An die Konstituierung des ersten Gesamtberliner Parlaments von 1991 wird am Montag im Abgeordnetenhaus erinnert. Zum 35. Jahrestag der historischen Ereignisse ist am Abend eine Festveranstaltung geplant. Die Festrede hält Abgeordnetenhauspräsidentin Cornelia Seibeld (CDU). Im Anschluss diskutieren Zeitzeuginnen und Zeitzeugen, darunter der frühere Regierende Bürgermeister Eberhard Diepgen (CDU), die ehemalige Bundesfamilienministerin Christine Bergmann (SPD) und die Grünen-Politikerin Renate Künast, wie die Parlamentsverwaltung mitteilte.

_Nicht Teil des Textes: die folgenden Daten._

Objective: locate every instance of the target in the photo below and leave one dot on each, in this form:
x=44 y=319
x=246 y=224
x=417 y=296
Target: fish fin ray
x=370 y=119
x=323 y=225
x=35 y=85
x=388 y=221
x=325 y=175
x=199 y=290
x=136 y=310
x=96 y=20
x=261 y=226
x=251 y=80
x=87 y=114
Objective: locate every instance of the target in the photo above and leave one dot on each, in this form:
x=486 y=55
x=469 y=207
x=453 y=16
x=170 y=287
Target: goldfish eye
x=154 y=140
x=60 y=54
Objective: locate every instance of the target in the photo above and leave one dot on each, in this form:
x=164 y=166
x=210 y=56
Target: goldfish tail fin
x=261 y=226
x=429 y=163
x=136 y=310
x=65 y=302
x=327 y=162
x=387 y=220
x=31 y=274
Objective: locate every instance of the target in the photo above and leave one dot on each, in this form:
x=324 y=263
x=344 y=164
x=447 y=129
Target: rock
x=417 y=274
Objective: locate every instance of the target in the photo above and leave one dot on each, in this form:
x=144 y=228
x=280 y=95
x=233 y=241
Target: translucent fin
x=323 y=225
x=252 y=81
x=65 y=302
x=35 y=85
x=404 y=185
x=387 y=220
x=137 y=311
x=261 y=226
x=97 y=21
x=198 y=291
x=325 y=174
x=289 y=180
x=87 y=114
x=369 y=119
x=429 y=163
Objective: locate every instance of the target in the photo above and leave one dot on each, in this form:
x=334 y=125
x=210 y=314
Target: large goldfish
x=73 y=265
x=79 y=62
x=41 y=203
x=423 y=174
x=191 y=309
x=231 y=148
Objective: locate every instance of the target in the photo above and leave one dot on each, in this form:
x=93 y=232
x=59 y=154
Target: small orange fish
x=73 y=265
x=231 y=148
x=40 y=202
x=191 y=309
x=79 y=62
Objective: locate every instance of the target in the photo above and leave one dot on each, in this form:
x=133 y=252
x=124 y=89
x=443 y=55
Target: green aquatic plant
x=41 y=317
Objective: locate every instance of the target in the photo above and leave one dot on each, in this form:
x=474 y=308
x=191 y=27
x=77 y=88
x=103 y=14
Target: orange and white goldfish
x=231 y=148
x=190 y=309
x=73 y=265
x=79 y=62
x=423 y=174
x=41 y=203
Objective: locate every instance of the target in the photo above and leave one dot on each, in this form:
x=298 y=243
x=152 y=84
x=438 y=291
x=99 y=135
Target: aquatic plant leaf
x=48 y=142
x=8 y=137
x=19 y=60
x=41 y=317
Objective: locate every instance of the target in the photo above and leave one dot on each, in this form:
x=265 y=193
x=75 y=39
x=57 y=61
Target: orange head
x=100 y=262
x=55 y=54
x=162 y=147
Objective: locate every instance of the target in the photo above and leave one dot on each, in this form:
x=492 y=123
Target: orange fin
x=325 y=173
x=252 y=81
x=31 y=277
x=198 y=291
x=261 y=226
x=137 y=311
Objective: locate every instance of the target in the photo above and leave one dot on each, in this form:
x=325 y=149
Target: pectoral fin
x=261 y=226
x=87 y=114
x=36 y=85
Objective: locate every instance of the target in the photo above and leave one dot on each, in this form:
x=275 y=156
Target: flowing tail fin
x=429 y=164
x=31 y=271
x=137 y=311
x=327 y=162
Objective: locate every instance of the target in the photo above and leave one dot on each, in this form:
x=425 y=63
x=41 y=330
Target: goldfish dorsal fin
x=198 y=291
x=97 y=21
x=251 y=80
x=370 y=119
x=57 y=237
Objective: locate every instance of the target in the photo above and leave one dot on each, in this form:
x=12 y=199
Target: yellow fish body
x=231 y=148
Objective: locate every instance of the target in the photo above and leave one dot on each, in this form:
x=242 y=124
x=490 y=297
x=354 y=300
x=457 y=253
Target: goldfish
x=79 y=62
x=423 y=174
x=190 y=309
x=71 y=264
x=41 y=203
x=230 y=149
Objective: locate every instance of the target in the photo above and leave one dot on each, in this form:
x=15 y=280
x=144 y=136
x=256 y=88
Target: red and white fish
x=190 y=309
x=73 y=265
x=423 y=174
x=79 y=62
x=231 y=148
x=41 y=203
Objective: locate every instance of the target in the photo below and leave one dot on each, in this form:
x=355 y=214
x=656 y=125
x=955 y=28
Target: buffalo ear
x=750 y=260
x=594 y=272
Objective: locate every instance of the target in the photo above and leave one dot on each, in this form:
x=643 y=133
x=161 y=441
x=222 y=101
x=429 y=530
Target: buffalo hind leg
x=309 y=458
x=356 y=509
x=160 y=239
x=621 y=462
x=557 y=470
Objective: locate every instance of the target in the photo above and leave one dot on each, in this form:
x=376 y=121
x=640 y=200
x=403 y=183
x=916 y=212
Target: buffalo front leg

Am 11. Januar 1991 war das aus den ersten Wahlen nach dem Mauerfall hervorgegangene Abgeordnetenhaus von Berlin zu seiner ersten Sitzung zusammengekommen. Als Termin für die Konstituierung war der 11. Januar gewählt worden, weil sich bereits 40 Jahre zuvor erstmals ein Abgeordnetenhaus von Berlin an diesem Datum im Rathaus Schöneberg versammelt hatte. Die konstituierende Sitzung von 1991 fand seinerzeit in der Berliner Nikolaikirche statt. Dort war bereits 1809 die erste von Bürgern gewählte Stadtverordnetenversammlung vereidigt worden.

Aus der Wahl vom 2. Dezember 1990 war die CDU mit über 40 Prozent der Zweitstimmen als Siegerin hervorgegangen, gefolgt von der SPD mit über 30 Prozent. Die PDS kam auf gut 9, die FDP auf 7 und die Grünen auf 5 Prozent der Zweitstimmen. Regierender Bürgermeister wurde danach der CDU-Politiker Diepgen, der dieses Amt schon zuvor von 1984 bis 1989 innehatte.